Go CSV Importer: Multi-threaded Fast CSV to Database Tool

Overview

Go CSV Importer is a powerful, multi-threaded command-line tool designed to import large CSV files into databases quickly and efficiently. It supports various database types, offers customizable import modes, and is optimized for performance.

Key Features

Support for Large CSV Files: Handles millions of rows with ease.
Multi-Database Compatibility: Works with SQLite, MySQL, PostgreSQL, and Firebird.
Configurable Import Modes:
- Transactional or non-transactional imports.
- Batch SQL inserts or row-by-row operations.
- Single or multiple database connections.

Installation

Install the latest version directly from Go:

go install github.com/olbrichattila/gocsvimporter/cmd/csvimporter@latest

How It Works

Analyze the CSV: Determines data types and structures.
Prepare the Database: Automatically creates the necessary table, dropping it if it already exists.
Import Data: Optimizes the process based on database type and chosen parameters.

Usage

Run the tool with:

csvimporter <csv_file> <table_name> [delimiter]

Parameters:

CSV File: Path to the CSV file.
Table Name: Target database table name.
Delimiter (Optional): CSV delimiter (default: ,).

Example:

csvimporter data.csv vehicles ";"

Field Header Management for Faster Imports

The CSV importer command line tool now includes a powerful feature for handling CSV headers efficiently.

Feature Overview

When importing CSV files, the tool automatically:

Analyzes the CSV content: Deduplicates field names, determines proper field types, and calculates field sizes based on the data.
Optimizes imports: Speeds up processing for repeated file formats by allowing you to save and reuse header definitions.

This analysis can take time, especially with large files. If you're importing the same file format multiple times, you can now save the calculated headers for reuse, bypassing recalculation for subsequent imports.

How It Works

Save Field Definitions:

Use the -sh= parameter to save the field definitions in a JSON file.
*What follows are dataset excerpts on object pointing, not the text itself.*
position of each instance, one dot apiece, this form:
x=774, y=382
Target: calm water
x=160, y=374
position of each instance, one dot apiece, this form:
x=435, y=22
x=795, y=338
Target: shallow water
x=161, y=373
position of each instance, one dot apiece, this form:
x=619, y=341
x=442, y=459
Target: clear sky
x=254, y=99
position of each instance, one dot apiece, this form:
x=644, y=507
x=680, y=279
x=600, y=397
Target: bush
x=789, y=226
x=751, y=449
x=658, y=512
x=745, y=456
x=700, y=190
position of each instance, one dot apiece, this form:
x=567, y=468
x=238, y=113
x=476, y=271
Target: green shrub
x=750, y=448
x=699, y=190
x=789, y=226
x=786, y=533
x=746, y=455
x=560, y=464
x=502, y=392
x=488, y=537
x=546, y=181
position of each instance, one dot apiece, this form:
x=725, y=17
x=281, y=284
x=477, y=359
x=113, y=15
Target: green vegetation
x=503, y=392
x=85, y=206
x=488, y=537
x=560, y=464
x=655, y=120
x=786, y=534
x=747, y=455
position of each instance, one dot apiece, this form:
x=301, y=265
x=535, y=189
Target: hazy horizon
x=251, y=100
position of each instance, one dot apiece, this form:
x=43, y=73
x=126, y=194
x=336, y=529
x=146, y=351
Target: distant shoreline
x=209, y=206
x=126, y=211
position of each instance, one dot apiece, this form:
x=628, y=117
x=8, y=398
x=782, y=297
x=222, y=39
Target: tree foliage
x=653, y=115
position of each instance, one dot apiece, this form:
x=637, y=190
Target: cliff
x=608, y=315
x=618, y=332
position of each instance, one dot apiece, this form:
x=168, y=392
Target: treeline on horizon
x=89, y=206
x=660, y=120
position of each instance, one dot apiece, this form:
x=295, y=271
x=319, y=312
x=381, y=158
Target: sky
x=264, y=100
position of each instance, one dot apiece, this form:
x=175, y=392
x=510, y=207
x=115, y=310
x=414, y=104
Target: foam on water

You can optionally modify this JSON file to fine-tune your header configurations.

csvimporter <csv_file> <table_name> [delimiter] -sh=customerFieldDefinition

This will generate a JSON file with the field definitions.

Load Field Definitions:

Use the -lh= parameter to load the pre-saved field definitions, skipping the recalculation step.
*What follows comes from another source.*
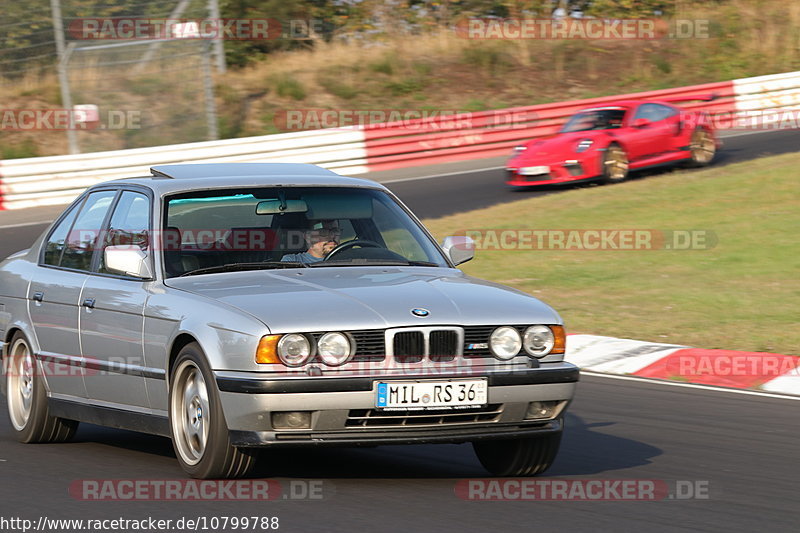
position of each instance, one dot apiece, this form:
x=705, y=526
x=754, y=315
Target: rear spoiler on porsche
x=700, y=97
csvimporter <csv_file> <table_name> [delimiter] -lh=customerFieldDefinition

When this parameter is provided, the import process starts immediately, but progress percentage updates will not be displayed.

Example JSON Structure

Here’s an example of the auto-saved JSON file generated by the tool:

[
 {
  "name": "index",
  "Type": "INT",
  "Length": 7
 },
 {
  "name": "customer_id",
  "Type": "VARCHAR",
  "Length": 15
 },
 {
  "name": "first_name",
  "Type": "VARCHAR",
  "Length": 11
 },
 {
  "name": "last_name",
  "Type": "VARCHAR",
  "Length": 11
 },
 {
  "name": "company",
  "Type": "VARCHAR",
  "Length": 38
 },
 {
  "name": "city",
  "Type": "VARCHAR",
  "Length": 24
 },
 {
  "name": "country",
  "Type": "VARCHAR",
  "Length": 51
 },
 {
  "name": "phone_a1",
  "Type": "VARCHAR",
  "Length": 22
 },
 {
  "name": "phone_a2",
  "Type": "VARCHAR",
  "Length": 22
 },
 {
  "name": "email",
  "Type": "VARCHAR",
  "Length": 44
 },
 {
  "name": "subscription_date",
  "Type": "VARCHAR",
  "Length": 10
 },
 {
  "name": "website",
  "Type": "VARCHAR",
  "Length": 40
 }
]

Benefits

Time-Saving: Skip repetitive calculations for consistent file formats.
Customizable: Modify the saved JSON to align with specific import requirements.
Improved Efficiency: Ideal for workflows requiring frequent CSV imports.

Notes

The -lh parameter disables progress percentage display.
Ensure the JSON file accurately reflects your data structure for seamless imports.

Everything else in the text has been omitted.